Warning!!! Boring explanation of reddit ahead! If you know how posts work on reddit feel free to skip ahead a paragraph.
Reddit is a site where users submit links to certain 'subreddits'. Each subreddit caters to a certain interest (e.g. /r/hockey has links about the NHL or international hockey, /r/recipes where users post recipes they find or created, etc.) There are thousands of these which cover an enormous range of subjects. In each subreddit, there is a post ranking system where users can vote on posts they find interesting. Posts that are heavily voted up, are will trend towards the top of this system, however as a post grows older, it will fall and new content takes its place. One of the other main ways posts can be sorted is by top score. This removes the time constraint so older posts are not penalized using this method.
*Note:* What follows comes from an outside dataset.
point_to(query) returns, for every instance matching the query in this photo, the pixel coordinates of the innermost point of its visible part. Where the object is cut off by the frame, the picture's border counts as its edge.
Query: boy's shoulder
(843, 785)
The user can use this setting to easily find the top posts from the last hour, day, week, month, year, and entire history of the subreddit.
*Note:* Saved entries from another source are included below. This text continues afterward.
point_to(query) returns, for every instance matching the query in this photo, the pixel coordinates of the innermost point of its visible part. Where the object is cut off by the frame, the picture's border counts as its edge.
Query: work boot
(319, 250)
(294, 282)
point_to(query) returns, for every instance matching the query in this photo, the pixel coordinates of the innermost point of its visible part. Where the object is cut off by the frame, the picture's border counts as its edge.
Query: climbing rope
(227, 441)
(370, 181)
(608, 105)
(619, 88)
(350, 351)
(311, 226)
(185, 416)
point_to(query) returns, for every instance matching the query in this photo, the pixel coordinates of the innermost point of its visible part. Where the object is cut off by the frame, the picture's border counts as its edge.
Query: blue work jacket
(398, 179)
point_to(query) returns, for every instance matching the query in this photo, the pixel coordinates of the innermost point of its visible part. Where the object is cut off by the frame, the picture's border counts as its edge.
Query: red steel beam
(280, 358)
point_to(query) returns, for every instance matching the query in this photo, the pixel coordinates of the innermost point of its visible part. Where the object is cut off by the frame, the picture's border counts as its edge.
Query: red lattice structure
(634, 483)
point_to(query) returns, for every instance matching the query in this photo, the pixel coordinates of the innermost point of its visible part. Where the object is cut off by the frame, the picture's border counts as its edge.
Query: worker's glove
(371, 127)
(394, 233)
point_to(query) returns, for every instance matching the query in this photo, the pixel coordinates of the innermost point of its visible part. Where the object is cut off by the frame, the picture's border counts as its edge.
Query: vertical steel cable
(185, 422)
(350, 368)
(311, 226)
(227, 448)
Multireddits are simply several different subreddits merged together. Someone might create a multireddit that lets a user quickly see the best content from several related subreddits at once. The problem with this system is that if there is a large disparity between the amounts of users on different subreddits within the same multireddit, then when the user sorts the multireddit by top score, instead of showing the most interesting content from all subreddits over a certain time period, the feed will be dominated by the larger subreddits which naturally have more votes.
This problem was solved in two parts by using reddit bots created using PRAW (Python Reddit API Wrapper). First subreddit data can be added to the django database by running a script which sorts subreddits by the top scores for the day, week, month, year, and all-time. For each of these rankings, the average score and standard deviation is calculated and added to the database. These values are later used to calculate what percent a post's score falls in compared to other posts from that subreddit and time frame.
On this page, the user can choose from a list of selected subreddits and assign a time frame, then run a script which returns a list of posts from those subreddits and time frame ordered by percentile their percentile scores. By using this system of ranking posts, the bigger subreddit's posts are not favoured and instead the posts are ordered by how outstanding the post is compared to the other posts from that subreddit. I believe that this results in a more interesting list of content than the default top score sorting method.